2015 Tamil language independent anthology film

Bench Talkies is a 2015 Indian Tamil-language independent anthology film consisting of six short films directed by Karthik Subbaraj, Anil Krishnan, Gopakumar, Charukesh Sekar, Monesh and Rathna Kumar. The film was produced by Karthik's newly formed production house Stone Bench Creations and features an ensemble cast including Vijay Sethupathi, Guru Somasundaram, Sananth and Rishikanth.

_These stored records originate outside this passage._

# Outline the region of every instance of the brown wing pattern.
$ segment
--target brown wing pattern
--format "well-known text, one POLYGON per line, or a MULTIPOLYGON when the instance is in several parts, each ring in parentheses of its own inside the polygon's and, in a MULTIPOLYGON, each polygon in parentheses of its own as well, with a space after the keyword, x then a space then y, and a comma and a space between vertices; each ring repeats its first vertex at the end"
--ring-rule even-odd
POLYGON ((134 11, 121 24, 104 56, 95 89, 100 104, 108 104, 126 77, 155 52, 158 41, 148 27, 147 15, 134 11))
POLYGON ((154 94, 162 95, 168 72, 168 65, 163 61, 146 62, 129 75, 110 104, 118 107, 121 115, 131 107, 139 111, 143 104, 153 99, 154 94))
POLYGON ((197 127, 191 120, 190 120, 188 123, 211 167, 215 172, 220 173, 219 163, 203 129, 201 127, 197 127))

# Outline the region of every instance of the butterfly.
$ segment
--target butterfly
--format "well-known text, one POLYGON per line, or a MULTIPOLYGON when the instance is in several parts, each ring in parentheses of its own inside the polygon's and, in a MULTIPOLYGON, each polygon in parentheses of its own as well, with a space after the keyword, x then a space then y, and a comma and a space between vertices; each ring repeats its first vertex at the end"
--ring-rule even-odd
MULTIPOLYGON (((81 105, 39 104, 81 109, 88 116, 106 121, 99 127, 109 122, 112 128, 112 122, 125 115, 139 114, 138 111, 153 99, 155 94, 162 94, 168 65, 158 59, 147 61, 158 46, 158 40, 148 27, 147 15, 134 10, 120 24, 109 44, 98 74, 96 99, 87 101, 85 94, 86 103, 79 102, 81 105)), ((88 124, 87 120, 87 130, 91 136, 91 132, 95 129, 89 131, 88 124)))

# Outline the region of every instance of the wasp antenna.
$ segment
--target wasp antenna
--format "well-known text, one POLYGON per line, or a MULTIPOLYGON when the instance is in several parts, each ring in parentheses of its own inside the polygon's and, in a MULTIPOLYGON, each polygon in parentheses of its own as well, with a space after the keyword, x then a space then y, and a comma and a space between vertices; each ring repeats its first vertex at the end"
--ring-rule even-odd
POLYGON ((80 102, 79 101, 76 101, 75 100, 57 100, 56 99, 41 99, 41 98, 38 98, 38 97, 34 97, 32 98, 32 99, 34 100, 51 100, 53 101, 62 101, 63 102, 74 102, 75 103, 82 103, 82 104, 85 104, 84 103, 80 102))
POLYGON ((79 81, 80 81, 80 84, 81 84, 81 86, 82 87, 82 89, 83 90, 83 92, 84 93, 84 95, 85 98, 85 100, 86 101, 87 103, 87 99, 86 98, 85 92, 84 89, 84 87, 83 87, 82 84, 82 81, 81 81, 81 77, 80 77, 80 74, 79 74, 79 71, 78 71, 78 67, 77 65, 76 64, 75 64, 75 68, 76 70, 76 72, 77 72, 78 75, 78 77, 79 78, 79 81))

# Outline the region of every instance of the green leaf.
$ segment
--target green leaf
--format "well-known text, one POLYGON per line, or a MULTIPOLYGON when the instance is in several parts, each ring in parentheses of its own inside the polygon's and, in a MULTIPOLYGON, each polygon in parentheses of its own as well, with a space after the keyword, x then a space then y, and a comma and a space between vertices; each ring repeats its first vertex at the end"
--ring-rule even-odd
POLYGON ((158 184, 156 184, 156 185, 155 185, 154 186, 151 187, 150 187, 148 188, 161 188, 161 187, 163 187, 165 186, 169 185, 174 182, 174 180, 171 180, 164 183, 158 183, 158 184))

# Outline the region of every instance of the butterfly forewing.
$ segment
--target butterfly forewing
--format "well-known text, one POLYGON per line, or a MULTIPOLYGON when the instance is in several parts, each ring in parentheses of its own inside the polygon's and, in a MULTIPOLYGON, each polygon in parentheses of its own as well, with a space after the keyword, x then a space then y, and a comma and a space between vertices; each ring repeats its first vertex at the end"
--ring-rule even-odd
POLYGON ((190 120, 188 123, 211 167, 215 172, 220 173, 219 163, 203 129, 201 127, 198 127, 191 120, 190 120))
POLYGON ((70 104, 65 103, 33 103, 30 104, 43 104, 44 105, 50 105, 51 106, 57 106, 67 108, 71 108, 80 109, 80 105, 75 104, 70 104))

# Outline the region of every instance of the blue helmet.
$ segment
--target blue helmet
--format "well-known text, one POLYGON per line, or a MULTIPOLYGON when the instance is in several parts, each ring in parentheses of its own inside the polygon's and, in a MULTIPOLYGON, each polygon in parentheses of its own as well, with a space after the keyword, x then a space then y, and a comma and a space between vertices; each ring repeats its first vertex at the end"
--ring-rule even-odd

The film was released on 6 March 2015.

== Plot ==
Bench Talkies is a collection of six short films directed by six different directors, which will make you travel through different genres, emotions and experiences.

- Agavizhi by Gopakumar
- Madhu by Rathna Kumar
- Nallathor Veenai by Monesh
- Neer by Karthik Subbaraj
- Puzhu by Charukesh Sekar
- The Lost Paradise by Anil Krishnan

== Cast ==

| The Lost Paradise | Agavizhi | Puzhu |
|---|---|---|
| Guru Somasundaram as David; Yokshana; Vithusha; Banu; Ananthan Lakshmi; | Aravinnd Singh as Anjan; Nisha Krishnan as Zara; Anukush Agarwal as Siddharth; Sandeep Menon as Boss; | Sarath Kumar; Rishikanth; |
| Nalladhor Veenai | Madhu | Neer |
| Harish as Karthi; Prince Ranson Jonase as Tuition Teacher; Saran Raghavan as Raghavan; | Sananth as Kumar; Vivek Prasanna as Vinodh; Vignesh as Kishore; Deepak Paramesh as Amit Krishnan; Roshini Abraham as Madhumitha; | Vijay Sethupathi as Mahesh; Vijayamuthu as Selva; Ravishankar as Siluvai; |

== Production ==
Karthik Subburaj, wanting his short films to be widely seen, had approached several theatres asking to screen them during feature film intervals, but was rebuffed. He later saw anthology films like Kerala Cafe (2009), 5 Sundarikal and Bombay Talkies (both 2013) which compiled various short films and was inspired to create one himself which became Bench Talkies. Over 2000 short films were submitted to Bench Flix, a website owned by Karthik where short films are uploaded for distribution, and a judge panel filtered it down to around 35, from which they chose the final six to feature in the film.

== Release ==
The film was released on 6 March 2015 in Chennai, and in Bengaluru on 13 April 2015.

== Reception ==
M. Suganth of The Times of India rated the film 3 out of 5, stating that "The compilation of six films from six filmmakers in different genres makes it an entertaining experience." Baradwaj Rangan wrote for The Hindu, "The key word is amateur, so it won't help to go in expecting professional-grade acting or craft. What we can (must) do is see how these films fare in purely directorial terms." S. Saraswathi of Rediff.com gave 2 out of 5 stars stating "Bench Talkies is a very ordinary collection of short films. They fail to impress, leaving you with a sense of dissatisfaction."